Five Factors that Drive Revenue GrowthHigh Growth does not require high cost of sales and maketing, but rather the intelligent use of five key drivers.
A study by Bain and Company shows an alarming trend: The cost of sales and marketing is growing faster than revenues. Bain & Co analyzed income statements for some 200 companies for the years 2003 – 2011. In over half the companies, it found that sales and marketing costs were rising faster than revenues. Ironically, when companies achieved high growth, their cost of sales and marketing, as a percentage of sales remained flat or even declined.
This study, along with others, proves a fundamental shift in the B2B world: Buyers have dramatically changed how they buy, while sellers continue to sell as they always have. And this shift significantly favors buyers to the detriment of sellers.
The root causes for this shift while few, are profound. Some came about out of necessity, and others because of enabling technologies.
- The Internet changed a lot. Information has always been a determining factor in the bargaining power between buyers and sellers. The one that had better information always had the advantage. The Internet (and more specifically search engines) has made it possible for buyers to get the information they need without having to rely on sellers. But it doesn’t end there. Buyers are looking to cut costs and want information digitally, while many sellers continue to rely on analog means (such as tradeshows and conferences) to share information.
- Procurement is now a Strategic Function. What the Internet started, the Great Recession of 2008 finished off. All organizations had to significantly cut down spending, which means they had to get very good at doing more with less. Enter Procurement as a Strategic Function. Professional negotiators now sit next to heads of business to define the evaluation and selection criteria for all vendors. Demonstrable value is the goal and price is only one trait in that.
- Global Competition cinched it. It is not just the Seller that has to compete globally. Buyers also face relentless and ever changing competition at a global scale. To get on the short list, sellers have to really know their buyers’ businesses or they wont be able to help their customers stave off competition.
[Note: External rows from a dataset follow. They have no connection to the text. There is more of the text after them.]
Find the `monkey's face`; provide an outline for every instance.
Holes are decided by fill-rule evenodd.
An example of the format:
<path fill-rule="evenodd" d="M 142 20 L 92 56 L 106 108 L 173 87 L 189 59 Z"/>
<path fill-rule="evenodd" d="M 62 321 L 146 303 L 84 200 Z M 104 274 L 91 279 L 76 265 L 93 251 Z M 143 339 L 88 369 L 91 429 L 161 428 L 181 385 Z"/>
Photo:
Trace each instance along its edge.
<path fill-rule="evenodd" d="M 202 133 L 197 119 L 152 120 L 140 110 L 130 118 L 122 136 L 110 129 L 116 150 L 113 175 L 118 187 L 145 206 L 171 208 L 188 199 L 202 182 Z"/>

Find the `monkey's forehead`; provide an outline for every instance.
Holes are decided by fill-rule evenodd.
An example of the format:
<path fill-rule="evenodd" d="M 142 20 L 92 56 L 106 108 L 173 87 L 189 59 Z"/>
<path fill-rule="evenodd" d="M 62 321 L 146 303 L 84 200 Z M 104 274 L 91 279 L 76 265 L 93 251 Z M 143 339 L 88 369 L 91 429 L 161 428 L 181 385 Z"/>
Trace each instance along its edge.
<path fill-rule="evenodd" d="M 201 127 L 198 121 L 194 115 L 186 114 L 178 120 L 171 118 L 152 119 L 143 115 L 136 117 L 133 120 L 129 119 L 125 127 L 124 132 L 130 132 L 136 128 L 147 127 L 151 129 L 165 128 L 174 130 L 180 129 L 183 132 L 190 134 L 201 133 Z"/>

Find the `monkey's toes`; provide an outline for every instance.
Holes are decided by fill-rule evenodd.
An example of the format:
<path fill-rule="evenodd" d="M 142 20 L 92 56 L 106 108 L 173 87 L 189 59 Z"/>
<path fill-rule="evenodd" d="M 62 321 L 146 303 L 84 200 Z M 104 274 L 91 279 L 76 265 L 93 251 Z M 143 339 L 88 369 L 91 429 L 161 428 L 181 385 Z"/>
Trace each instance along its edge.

In short, buyers are demanding more from sellers. They want a real partner that can ceaselessly add value to their own offering, enabling them to renew non-stop their own competitive advantage. In other words, they want to work with a top tier provider. This is no easy demand—which is why, for most B2B companies, the cost of marketing and selling is growing faster than revenues.
So how can Sellers reverse this trend and get revenues to grow faster than cost of selling and marketing?
We believe the answer lies in optimally managing the Five Factors that Drive High Growth.
High Growth Factor 1: Market Focus
Of all five factors, this one probably drives high growth more than any other.
Geoffrey Moore defines a B2B market segment as the intersection of an industry, a role in that industry, and geography – for example, hospital administrators in the US. It appears that the tighter the definition of the market segment, the greater the performance of a seller in that segment.
Therefore, all things being equal, a company that sells to “Hospital Administrators in the US” will see a higher growth rate and profitability than one that sells to “Health Care Professionals in the US.” Even better, the company that sells to “Hospital Administrators in California” will see the fastest growth.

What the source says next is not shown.